MONDAY: Experiments on humans
Deep Fried Frank Sinatra, Aug 02, 2007
I was in a walmart today, respectively shoplifting, when they
announced they where giving away free knifes, i had a moment of so
this is how i'm going to die. Staring into the most perspective abyss,
a pokemon puzzle set, thoughts such as; this is way to big to fit in
my purse, i could totally make earrings out of this... began to fade
as dawn dies perpetually. Then the barons of mundane consumption rose
to violence. Stunned, the horror I felt, as they marched white eyed,
nude glossed mannequin tactical dream material, they are the
architects within the structure. They hummed as the true radios would;
accepting the feed "Would you like fries with your shame?"
Satisfaction* within greed measured quantity and quality. Spectator
kill." The question. The answer. The context.
Now surrounded. Rocking aisles, they where going to kill me with an
avalanche of plastic based product... and i deserve the respect of
flesh. I dart out of the now tumbling toy section and manage to snatch
a t-rex to be used as a weapon. The children are the first line of the
attack, they will soon be fully grown into standard tragic moralists.
They fight poor in elegance but well in rage. Scraped knees and
bicycles is all they have left now. The women merged as one by the
will of a man. Its eyes bled mascara, breast betrayed by the falter of
youth in blood coated high heals.
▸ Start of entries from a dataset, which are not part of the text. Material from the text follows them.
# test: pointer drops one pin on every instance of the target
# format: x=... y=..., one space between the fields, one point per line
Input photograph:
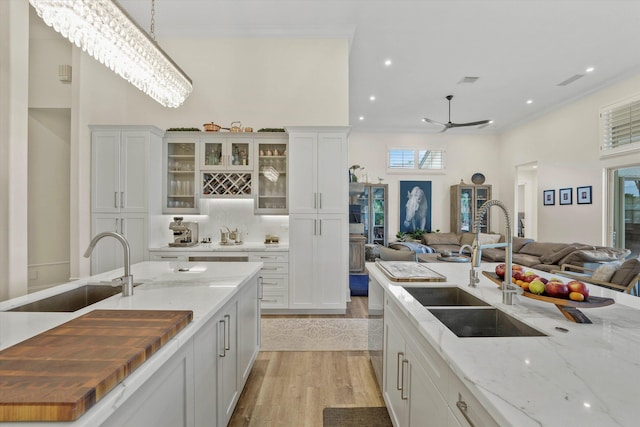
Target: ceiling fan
x=450 y=125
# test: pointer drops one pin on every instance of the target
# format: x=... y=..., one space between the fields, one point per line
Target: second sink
x=443 y=296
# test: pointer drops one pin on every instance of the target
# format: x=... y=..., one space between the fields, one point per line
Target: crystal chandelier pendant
x=105 y=31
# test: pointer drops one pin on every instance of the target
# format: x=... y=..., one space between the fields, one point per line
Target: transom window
x=408 y=159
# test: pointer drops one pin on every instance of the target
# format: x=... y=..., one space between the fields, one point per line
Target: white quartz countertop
x=587 y=376
x=217 y=247
x=204 y=289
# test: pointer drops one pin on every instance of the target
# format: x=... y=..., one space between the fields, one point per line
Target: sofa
x=544 y=256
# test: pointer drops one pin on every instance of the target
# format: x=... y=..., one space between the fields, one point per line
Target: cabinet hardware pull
x=398 y=365
x=224 y=353
x=402 y=396
x=227 y=332
x=462 y=406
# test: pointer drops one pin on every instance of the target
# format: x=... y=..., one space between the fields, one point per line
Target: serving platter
x=567 y=307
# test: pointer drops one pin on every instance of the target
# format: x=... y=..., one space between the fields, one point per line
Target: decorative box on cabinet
x=465 y=202
x=125 y=169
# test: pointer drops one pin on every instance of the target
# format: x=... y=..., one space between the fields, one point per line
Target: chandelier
x=105 y=31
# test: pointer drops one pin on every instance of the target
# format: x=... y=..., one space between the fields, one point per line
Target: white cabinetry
x=125 y=169
x=418 y=386
x=318 y=222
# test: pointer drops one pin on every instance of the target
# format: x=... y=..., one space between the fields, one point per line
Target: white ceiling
x=519 y=49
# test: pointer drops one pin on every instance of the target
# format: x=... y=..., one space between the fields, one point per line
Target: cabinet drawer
x=274 y=283
x=269 y=257
x=275 y=299
x=182 y=257
x=466 y=408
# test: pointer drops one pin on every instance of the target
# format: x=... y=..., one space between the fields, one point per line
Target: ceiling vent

It screamed. Echoing from within my
very own bone structure, I began to walk towards it. No longer could i
forget its gravity. The pull is too weak, i fall.
Falling, I realize the rift is a delusion, men women and children are
one in the same, now i can defeat the beast, flesh's greatest
advesary and martyr, itself. Rise, I forget all i used to know the
mind becomes empty yet full on the moment. I smile and speak "The
individual is the real problem." This time though, the men cried the
loudest and were the only ones to be heard, they sung "Children don't
cry, women don't panic, men left to drown out on boats!" I reply with
hesitation "Labeled prisons of hate, organization and love. I must
destroy you as one, as though these differences are applied to be
accepted and rejected, not born, but grown." It ran on hate a
by-product of fear inc. sometimes the best thing to do is run, far
away.
*(inTrue non satisfaction and so the vicious cycle continues).